« Nous étions deux territoires avec des trajectoires politiques différentes, cohabitant mais sans travailler ensemble », résume, en mars, Pierre Cuny, maire de Thionville à la tête de la nouvelle agglomération. Le constat partagé avec Michel Liebgott, ancien président du Val de Fensch, était sans ambiguïté : leurs deux territoires ne constituent qu’un seul bassin de vie avec une mobilité professionnelle importante entre les territoires.
L’enjeu transfrontalier a aussi beaucoup pesé : sur les 125 000 Français se rendant quotidiennement au Luxembourg, 50 000 proviennent de la nouvelle agglomération.
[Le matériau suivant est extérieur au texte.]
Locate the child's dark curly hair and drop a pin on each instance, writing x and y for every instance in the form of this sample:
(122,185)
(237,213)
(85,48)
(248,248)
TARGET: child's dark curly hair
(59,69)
« La population était en avance sur les élus », reconnaît Pierre Cuny. Selon lui, «il est impératif de créer des espaces politiques qui correspondent aux espaces de vie ». Mobilité, attractivité, emploi et formation, santé, transition écologique, reconversion de 400 hectares de friches industrielles… Les défis étaient identiques.
« De plus, nous partagions les mêmes compétences, enjeux territoriaux et problématiques de gestion », ajoute l’élu. Le rapprochement ne s’est pas fait en un claquement de doigts.
« Dès mon élection en 2016, je me suis immédiatement tourné vers le Val de Fensch. Nous avions la même volonté de travailler main dans la main », explique-t-il. Malgré cette impulsion, de nombreux élus restaient encore réticents.
La concertation passe donc à la vitesse supérieure fin 2021, avec l’annonce officielle de la fusion à réaliser avant le scrutin de mars 2026. Deux années de débats acharnés se déroulent au sein de la conférence des maires. L’analyse des bureaux d’études confirme la cohérence du projet, estimant qu’il aurait dû voir le jour plus tôt. Les 23 conseils municipaux sont également consultés ainsi que les acteurs socio-économiques. La commission départementale de la coopération intercommunale (CDCI) donne un avis positif à l’unanimité, fait rare.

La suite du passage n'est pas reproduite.